As Hal pointed out, if you intend ever to mix code compiled by multiple, different, OpenMP compilers into the same process, even if they all use an ABI to the runtime that it supports (remember that the LLVM runtime supports both the LLVM and libgomp interfaces), you must ensure that there is only one copy of the runtime (dynamically) linked into the process. This is because (unlike most libraries) the runtime contains state (for instance, the thread pool), therefore if you have multiple instances even of the identical runtime linked into the process, bad things will happen. (Over-subscription and associated poor performance, critical sections not providing mutual exclusion, …). This is why we don’t normally provide a static library; it tempts people into building their own dynamic libraries that include a static copy of the OpenMP runtime, then when their DLL is linked into an OpenMP program you instantly have two copies of the runtime and a hard to diagnose disaster.

The problem this causes is that unless there is an agreed name for the runtime, the dynamic linker will load it twice if it is demanded under different names. (On Linux, you can use soname to help here, but doesn’t completely solve the problem).

Therefore, if we do not want to make it unnecessarily hard for people who use Clang/OpenMP on X86 to link against libraries (such as Intel MKL) which use OpenMP and were compiled with a different compiler, it is helpful to use the same file name for the runtime library no matter which compiler generated the code.

Since there are many libraries and executables which have already been built by the Intel compiler, so already have the library name built into them (in the DT_NEEDED ELF tag, or equivalent), changing the library name does not come for free.

I am therefore loath to change the library name simply for political/publicity reasons when that will cause unnecessary additional complexity to the users of one of our main target platforms. (Before anyone else says it, yes, of course X86 is the platform I care most about, but the issue isn’t about compiler competition, but about making things easy for the users of LLVM/OpenMP so that things they expect will work do “just work” rather than adding extra complexity and more manuals to explain what has to be done to make them work. Like moving into your partner’s appartment, you’re welll advised not to move all the furniture around immediately ☺).
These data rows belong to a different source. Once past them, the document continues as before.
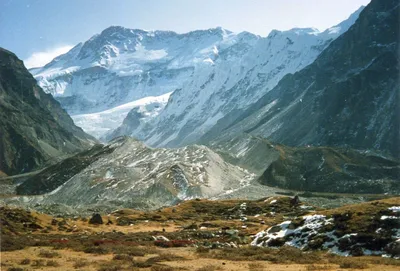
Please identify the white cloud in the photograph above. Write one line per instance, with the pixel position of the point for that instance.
(39, 59)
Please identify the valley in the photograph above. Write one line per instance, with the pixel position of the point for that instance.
(206, 149)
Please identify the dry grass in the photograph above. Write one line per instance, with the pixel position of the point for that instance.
(281, 255)
(122, 257)
(48, 254)
(210, 267)
(162, 268)
(25, 261)
(79, 263)
(256, 267)
(315, 267)
(52, 263)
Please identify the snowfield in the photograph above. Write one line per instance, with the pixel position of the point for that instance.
(99, 124)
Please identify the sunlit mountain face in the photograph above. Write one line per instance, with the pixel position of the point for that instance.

 Just some bikeshed-painting: if we're expecting each compiler that
 uses the library to distribute a separate copy as part of that
 compiler's runtime, then I think the best name for clang to use for
 the library would probably be libclang_rt.omp-<arch> or
 libclang_rt.openmp-<arch> (as we do for all our other runtime
 libraries).
Aside from the argument above that we shouldn’t change the name (at least on X86), note that if Hal’s efforts on Flang work out, we’ll also have a Fortran/OpenMP implementation that will use the same runtime library. Therefore putting “clang” into the name seems short-sighted.

If we expect this to be installed somewhere central on
 the system and shared by different compilers and different versions
 of the same compiler, then libllomp or similar seems reasonable to
 me. What's the intended distribution model here?
Whether OS vendors choose to install the runtime in a standard place (like /usr/lib64) is not something we can control. (Though doing so is a reasonable thing to do).

How stable is the ABI?
Stable; we add new interfaces when required by the evolution of the OpenMP language specification, but maintain backwards compatibility, so code compiled by older compilers can be run against newer runtime libraries.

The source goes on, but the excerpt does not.